Todd Williams

Todd Williams

Todd Williams

Jacobs Engineering | "PFAS in Biosolids Composts"

South Lyon, MI |

USCC Member

Mr. Williams has a 40-year career in environmental engineering with operating and design experience and specific emphasis in biosolids management planning, and product utilization. Todd has assisted many wastewater utilities, agencies and communities throughout North America in developing sustainable biosolids management programs and is a recognized biosolids composting facility design expert. He has direct experience with established and emerging biosolids treatment technologies such as digestion, drying, pyrolysis, gasification and composting. Todd is the past Chair of the Water Environment Federation’s Residuals and Biosolids Committee and currently serves as Jacobs Engineering’s Residuals Resource Recovery Practice Leader.

Session Code: C3

Session Name: Chemical Contamination

Session Time: Wed, January 27, Round 3, 12-1:15 PM EST

Session Description: While physical contaminants like plastic and glass are obvious headaches for compost manufacturers, chemical contamination has been getting headlines around the country. Get updates and learn what you can do to protect yourself from two of these: Persistent Herbicide and PFAS.

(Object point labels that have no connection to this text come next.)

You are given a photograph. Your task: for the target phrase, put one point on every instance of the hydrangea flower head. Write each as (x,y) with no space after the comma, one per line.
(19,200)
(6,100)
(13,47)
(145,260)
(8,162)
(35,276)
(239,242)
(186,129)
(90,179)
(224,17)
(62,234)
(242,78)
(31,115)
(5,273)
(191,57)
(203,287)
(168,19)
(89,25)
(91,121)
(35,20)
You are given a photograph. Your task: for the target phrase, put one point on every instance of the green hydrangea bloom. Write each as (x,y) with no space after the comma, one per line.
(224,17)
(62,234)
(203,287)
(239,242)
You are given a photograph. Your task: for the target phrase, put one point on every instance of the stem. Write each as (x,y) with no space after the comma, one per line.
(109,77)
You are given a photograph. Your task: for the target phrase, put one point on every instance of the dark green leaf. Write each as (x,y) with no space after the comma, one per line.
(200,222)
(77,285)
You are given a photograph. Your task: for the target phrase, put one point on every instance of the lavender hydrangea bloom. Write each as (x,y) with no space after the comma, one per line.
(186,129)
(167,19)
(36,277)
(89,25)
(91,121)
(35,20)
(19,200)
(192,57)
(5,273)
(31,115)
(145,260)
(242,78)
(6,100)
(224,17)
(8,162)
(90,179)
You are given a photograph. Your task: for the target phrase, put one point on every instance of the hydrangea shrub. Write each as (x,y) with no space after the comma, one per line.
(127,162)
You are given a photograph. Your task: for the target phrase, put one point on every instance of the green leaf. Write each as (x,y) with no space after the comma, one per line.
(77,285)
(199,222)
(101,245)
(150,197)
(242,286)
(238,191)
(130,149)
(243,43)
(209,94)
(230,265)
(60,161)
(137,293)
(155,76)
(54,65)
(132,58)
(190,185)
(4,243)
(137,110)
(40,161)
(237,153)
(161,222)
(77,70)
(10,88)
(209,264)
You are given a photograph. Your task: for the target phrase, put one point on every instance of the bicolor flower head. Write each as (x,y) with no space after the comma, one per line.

Presentation Title: PFAS in Biosolids Composts

Presentation Description: Per- and Poly- Fluoroalkyl Substances  (PFAS) are a large family of organic compounds, including more than 3,000 synthetic fluorinated organic chemicals used since the 1940s. PFAS have unique surfactant properties that make them repel both water and oil. Because of these properties, they have been used extensively in firefighting foams, surface coatings, and protectant formulations for consumer products, including paper and cardboard packaging products, carpets, leather products and clothing, construction materials, and nonstick coatings. Manufacturers of these items often discharge to water resource recovery facilities (WRRF’s). Landfill leachate discharge and household sewage are also common sources of PFAS in WRRF influent. Conventional sewage treatment methods do not efficiently remove PFAS which are resilient to degradation tend to sequester to the treated solids produced and the resultant biosolids.

Application of biosolids from WRRFs as a soil amendment can result in a transfer of PFAS to soil, which can potentially leach to groundwater or be available for uptake by plants and soil organisms and biomagnify to grazing livestock. PFAS have been detected in soils, groundwater, crops, and livestock near agricultural fields that receive industrially impacted or PFAS-contaminated biosolids products, fueling public concern.  Recently Jacobs has performed testing of several composts produced from non-industrially impacted biosolids to assess the concentration of PFAS compounds in biosolids based compost products.  Samples were analyzed for 24 PFAS compounds.

This presentation will provide information regarding the measured concentrations of PFAS in these biosolids based compost products, as well as the material components used to generate the compost. If various state biosolids PFAS guidance concentrations are developed by the time of the conference, the concentrations measured will be compared against such guidance values. This information will be useful for planners, administrators, engineers and operators who are considering the development of biosolids composting operations.